ANTONIO CRETELLA | La parola “baka” è una delle più facili da intendere quando si segue un anime giapponese. Si tratta infatti di un insulto molto diffuso che i protagonisti maschili si scambiano tra loro, anche quando non c’è vera competizione, usandolo in modo antifrastico come il nostro “scemo” nelle conversazioni goliardiche. Ovviamente lo si trova anche col significato proprio e offensivo di “idiota”, “cretino”, “stronzo”.

La cosa interessante di questa parola è la coppia di kanji, ovvero caratteri ideografici, usati per trascriverla: molto spesso, infatti, in giapponese una parola viene scritta accoppiando due o tre kanji che “compongono” un concetto più complesso. Per fare un esempio, “infezione alle vie urinarie” si scrive unendo insieme i kanji che indicano via, fuoco e acqua. La stessa cosa accade per “baka” che viene espresso dall’accoppiameno dei kanji che da soli significano “cavallo” e “cervo”. Questa stranstranezza sembra dovuta a una leggende cinese: il cancelliere eunuco Zao Gao voleva tradire il secondo Imperatore Qin Er Shi per prendere il potere, ma doveva essere sicuro della fedeltà dei soldati.

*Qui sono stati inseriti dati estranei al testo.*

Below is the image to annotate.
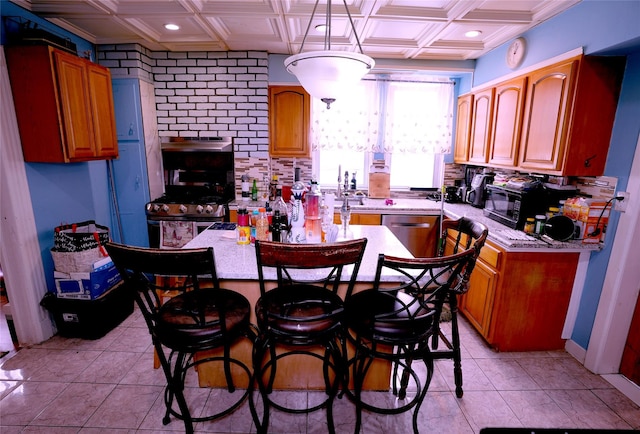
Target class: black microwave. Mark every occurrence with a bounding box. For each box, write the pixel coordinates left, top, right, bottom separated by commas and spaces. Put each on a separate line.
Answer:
484, 185, 547, 229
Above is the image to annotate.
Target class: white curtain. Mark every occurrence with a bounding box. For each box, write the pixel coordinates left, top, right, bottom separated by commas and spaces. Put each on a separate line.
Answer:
312, 77, 453, 154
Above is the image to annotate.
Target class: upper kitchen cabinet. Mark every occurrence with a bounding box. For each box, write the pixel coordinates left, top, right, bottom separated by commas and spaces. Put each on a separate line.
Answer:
488, 77, 526, 168
453, 93, 473, 164
468, 88, 495, 164
269, 86, 311, 157
6, 46, 118, 163
518, 56, 624, 176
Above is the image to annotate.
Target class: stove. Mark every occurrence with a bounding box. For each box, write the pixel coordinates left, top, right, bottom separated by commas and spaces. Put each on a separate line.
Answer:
145, 137, 235, 247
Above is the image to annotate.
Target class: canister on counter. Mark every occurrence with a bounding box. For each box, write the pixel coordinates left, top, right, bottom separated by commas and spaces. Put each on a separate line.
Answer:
547, 206, 560, 219
236, 207, 251, 244
535, 214, 547, 234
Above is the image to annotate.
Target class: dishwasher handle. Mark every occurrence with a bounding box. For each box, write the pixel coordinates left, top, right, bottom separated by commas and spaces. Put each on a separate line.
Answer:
390, 222, 432, 228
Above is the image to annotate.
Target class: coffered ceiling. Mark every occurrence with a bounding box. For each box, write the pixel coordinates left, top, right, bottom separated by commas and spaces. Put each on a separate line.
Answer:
12, 0, 580, 60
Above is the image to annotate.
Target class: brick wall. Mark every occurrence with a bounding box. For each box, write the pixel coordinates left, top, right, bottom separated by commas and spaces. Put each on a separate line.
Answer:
97, 44, 464, 197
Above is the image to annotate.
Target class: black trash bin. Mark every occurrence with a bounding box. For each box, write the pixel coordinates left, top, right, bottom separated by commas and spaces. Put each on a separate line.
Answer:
40, 282, 134, 339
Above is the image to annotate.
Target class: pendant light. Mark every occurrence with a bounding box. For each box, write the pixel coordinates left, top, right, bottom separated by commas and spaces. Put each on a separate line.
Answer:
284, 0, 375, 108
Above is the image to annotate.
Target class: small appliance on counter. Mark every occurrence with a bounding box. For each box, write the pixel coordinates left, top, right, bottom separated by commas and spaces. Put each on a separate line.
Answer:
466, 173, 493, 208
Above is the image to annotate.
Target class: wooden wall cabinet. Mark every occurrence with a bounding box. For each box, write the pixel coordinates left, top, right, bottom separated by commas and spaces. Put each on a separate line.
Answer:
469, 88, 494, 164
454, 56, 625, 176
488, 77, 527, 168
460, 237, 579, 351
453, 93, 473, 164
6, 46, 118, 163
269, 86, 311, 157
518, 56, 625, 176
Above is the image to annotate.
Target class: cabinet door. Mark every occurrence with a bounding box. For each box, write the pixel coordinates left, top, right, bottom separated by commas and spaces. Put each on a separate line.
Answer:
453, 94, 473, 163
269, 86, 311, 157
519, 61, 577, 170
489, 78, 526, 168
460, 260, 498, 338
53, 51, 96, 160
469, 88, 494, 164
87, 62, 118, 157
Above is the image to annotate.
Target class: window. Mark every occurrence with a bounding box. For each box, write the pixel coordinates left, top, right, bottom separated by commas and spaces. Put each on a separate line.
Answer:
311, 76, 453, 188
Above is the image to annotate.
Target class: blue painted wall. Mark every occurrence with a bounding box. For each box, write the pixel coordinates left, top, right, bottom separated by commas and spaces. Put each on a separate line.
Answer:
0, 0, 111, 291
473, 0, 640, 349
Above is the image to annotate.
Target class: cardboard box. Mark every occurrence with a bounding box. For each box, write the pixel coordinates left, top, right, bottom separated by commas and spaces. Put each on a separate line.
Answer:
41, 283, 134, 339
53, 261, 121, 300
369, 173, 391, 199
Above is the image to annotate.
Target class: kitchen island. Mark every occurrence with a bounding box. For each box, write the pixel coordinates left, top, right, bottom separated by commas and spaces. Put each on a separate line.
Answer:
184, 225, 412, 390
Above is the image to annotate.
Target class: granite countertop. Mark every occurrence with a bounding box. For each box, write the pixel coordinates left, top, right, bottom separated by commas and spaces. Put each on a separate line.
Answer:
229, 198, 602, 253
184, 225, 413, 282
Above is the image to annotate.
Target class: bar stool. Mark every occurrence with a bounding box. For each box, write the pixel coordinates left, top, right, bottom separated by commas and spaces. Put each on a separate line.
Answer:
105, 243, 257, 433
438, 217, 489, 398
345, 222, 486, 433
254, 238, 367, 433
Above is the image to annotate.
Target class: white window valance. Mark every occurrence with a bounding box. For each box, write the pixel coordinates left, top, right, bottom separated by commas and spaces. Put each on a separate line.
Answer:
311, 77, 453, 154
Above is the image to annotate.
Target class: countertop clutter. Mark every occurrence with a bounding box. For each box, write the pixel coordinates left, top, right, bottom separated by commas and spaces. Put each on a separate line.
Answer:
229, 198, 602, 252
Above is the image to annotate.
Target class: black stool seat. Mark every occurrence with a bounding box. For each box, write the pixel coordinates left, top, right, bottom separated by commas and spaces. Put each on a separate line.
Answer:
345, 218, 488, 433
256, 284, 344, 345
105, 243, 259, 433
253, 238, 367, 433
345, 289, 434, 345
157, 288, 251, 351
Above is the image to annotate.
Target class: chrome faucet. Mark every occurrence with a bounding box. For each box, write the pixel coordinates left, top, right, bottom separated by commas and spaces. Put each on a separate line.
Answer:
343, 170, 349, 195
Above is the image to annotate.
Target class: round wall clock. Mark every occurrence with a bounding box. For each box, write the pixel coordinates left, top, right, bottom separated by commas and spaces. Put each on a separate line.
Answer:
507, 38, 527, 69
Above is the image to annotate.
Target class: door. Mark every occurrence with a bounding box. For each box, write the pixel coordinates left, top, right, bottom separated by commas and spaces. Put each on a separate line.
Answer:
519, 62, 577, 170
469, 88, 494, 164
453, 94, 473, 163
112, 79, 150, 247
489, 78, 526, 168
53, 51, 96, 160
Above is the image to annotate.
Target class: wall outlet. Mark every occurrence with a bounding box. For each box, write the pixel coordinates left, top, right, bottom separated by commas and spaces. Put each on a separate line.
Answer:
613, 191, 629, 212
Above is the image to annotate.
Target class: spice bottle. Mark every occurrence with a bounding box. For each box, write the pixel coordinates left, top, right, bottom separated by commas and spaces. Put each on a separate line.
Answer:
535, 214, 547, 234
256, 208, 269, 241
524, 217, 536, 234
236, 208, 251, 245
251, 179, 258, 201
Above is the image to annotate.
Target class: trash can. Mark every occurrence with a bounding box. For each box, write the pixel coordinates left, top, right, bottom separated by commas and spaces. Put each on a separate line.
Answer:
40, 282, 134, 339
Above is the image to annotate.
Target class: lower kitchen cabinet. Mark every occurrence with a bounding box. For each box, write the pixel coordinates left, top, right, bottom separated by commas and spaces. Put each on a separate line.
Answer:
460, 236, 579, 351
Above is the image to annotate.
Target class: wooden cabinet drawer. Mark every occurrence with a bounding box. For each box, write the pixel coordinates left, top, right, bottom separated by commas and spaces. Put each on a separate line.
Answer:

Egli si presentò al cospetto dell’imperatore e dei soldati con un cervo e disse che si trattava di un cavallo. L’imperatore rise, ma parte dei soldati, temendo l’ira del terribile Zao Gao, diede ragione a quest’ultimo. Zao Gao fece uccidere tutti coloro che avevano detto che il cervo non era un cavallo, incluso l’Imperatore costretto a suicidarsi.

La storiella ci fa capire una cosa: il potere, soprattutto quello dei tiranni, è fatto di mistificazione. Allora era un cervo divenuto cavallo, oggi sono le fake news, ma prima o poi i baka tornano sempre alla ribalta.